Starting a new software project can be a puzzling process fraught with decisions outside one’s area of expertise. While some organisations are blessed with capable IT departments that effectively take care of all their company’s software requirements, the costs resulting from this frankly optimistic scenario render it an impossibility for the vast majority of businesses. Instead, companies are driven towards one of two principal alternatives: outsourcing or hiring temporary staff, a process we like to call “outstaffing.” So with this in mind, today, SPG would like to have a look at the outsourcing vs outstaffing debate.

Outstaffing is sometimes also known as “staff-” or “team augmentation,” as the supplier’s resources are blended in with in-house teams and specialists. While both strategies are essentially means to the same end, there are specific caveats and benefits inherent to each arrangement.

For starters, both outsourcing and outstaffing require a different level of management and involvement from within your organisation. While outstaffing suggests that you will be given additional staff and it is you who will have to handle all their day-to-day work and priorities, in the outsourcing model, your contractors are significantly more independent.
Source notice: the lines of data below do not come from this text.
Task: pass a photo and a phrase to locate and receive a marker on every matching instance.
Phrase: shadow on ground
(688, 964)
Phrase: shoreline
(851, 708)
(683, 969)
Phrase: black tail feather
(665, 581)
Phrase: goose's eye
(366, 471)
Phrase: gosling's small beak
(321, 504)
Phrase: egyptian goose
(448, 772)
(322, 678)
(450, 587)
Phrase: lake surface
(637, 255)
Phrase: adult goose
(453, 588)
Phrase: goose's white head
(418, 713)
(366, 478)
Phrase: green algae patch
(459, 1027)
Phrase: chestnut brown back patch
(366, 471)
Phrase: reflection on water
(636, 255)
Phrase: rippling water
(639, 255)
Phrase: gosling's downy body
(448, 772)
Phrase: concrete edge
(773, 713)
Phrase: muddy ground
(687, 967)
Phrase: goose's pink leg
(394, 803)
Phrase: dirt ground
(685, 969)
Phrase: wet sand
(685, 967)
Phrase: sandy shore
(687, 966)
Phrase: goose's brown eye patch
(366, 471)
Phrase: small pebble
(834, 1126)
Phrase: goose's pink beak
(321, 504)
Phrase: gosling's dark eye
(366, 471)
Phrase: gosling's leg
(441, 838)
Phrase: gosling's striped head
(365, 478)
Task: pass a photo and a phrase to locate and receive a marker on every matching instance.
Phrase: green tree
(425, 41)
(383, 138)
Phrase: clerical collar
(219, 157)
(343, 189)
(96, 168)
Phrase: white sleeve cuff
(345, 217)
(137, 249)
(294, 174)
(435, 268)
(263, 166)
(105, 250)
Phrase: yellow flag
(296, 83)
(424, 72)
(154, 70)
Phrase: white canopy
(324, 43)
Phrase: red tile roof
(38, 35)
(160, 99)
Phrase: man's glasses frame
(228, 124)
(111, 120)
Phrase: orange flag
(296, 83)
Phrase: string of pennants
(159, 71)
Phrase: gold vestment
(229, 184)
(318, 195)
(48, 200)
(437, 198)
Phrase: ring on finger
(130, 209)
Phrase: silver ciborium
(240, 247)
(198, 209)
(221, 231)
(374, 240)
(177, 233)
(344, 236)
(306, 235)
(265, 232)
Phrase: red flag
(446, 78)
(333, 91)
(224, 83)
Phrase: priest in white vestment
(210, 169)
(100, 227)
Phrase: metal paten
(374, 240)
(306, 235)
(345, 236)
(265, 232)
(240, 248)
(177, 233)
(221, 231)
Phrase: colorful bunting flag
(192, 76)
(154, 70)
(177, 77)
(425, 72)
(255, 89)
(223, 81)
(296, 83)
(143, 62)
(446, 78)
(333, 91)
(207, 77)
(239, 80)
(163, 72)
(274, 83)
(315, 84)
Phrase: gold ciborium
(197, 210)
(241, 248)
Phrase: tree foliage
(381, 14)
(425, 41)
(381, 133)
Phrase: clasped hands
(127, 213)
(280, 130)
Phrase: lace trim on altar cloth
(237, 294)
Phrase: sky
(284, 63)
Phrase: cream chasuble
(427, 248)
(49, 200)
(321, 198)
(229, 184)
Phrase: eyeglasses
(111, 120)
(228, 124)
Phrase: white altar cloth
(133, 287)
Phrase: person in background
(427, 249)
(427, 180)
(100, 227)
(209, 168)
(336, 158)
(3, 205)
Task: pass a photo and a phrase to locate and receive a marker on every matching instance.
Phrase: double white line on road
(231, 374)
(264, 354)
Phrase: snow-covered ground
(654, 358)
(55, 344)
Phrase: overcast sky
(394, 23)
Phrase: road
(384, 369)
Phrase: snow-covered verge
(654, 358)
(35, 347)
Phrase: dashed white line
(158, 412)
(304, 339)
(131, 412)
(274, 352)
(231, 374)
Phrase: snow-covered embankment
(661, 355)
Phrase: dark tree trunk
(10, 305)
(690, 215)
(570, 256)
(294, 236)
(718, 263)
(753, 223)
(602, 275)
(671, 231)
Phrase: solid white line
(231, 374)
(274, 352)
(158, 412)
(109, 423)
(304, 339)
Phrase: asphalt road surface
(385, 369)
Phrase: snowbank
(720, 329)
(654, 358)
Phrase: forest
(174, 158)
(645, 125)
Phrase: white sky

These models may also be needed for a variety of different reasons.

Outsourcing vs Outstaffing in Focus: The Main Reasons for Outsourcing

For companies with no IT teams in place, the outsourcing vs outstaffing debate is easy, as outsourcing is the logical solution. Unfortunately, the term has been soiled in popular vernacular to denote the practice of abandoning local talent in favour of cheap foreign labour — but this is often not the case at all.

In reality, though it is certainly true that outsourcing enables businesses to greatly expand upon their talent pool, there are several different types of outsourcing (which for the most part correspond to varying degrees of your required involvement):

    1. Outsourcing a job or a role. If, for instance, your business requires a mobile developer to work on a project, it may be sensible to hire a contractor in the form of a company or an individual. Bear in mind, however, that this type of outsourcing will most commonly suggest that streamlining their efforts will be entirely your responsibility. 
    2. Outsourcing a project. Unlike the previous model, in which relationships should closely mirror that between an employer and a temporary worker, outsourcing a project is mainly focused on the deliverables, and is often a customer <> supplier (read: service provider) type of interaction.
    3. Alternatively, you may prefer to hand over the entire development life cycle to a specialised company or organisation. This is where in addition to professional indemnity insurance (to protect larger budgets), it is also worth paying attention to the contractor’s portfolio, references, contracts and any vital service-level agreements (SLAs).
    4. Outsourcing a business function or service. Though this may seem like a whole new level of business relationships (images of very large corporations with extensive supplier networks spring to mind), this model could turn out to be surprisingly effective for far more modest SMEs. For example, if you own a catering company, you may be better off outsourcing your non-core functions, such as delivery or software development. This is the “do what you do best and delegate the rest” principle at work. After all, why buy lorries and hire drivers when you can build a long-lasting relationship with a professional provider while still focusing on your core activities?
      This is also a fantastic method when exploring new business opportunities, as you can outsource to test the waters before bringing it back in-house. In fact, many IT startups successfully follow this approach when delegating MVP development or any other initial product version to external companies for that matter.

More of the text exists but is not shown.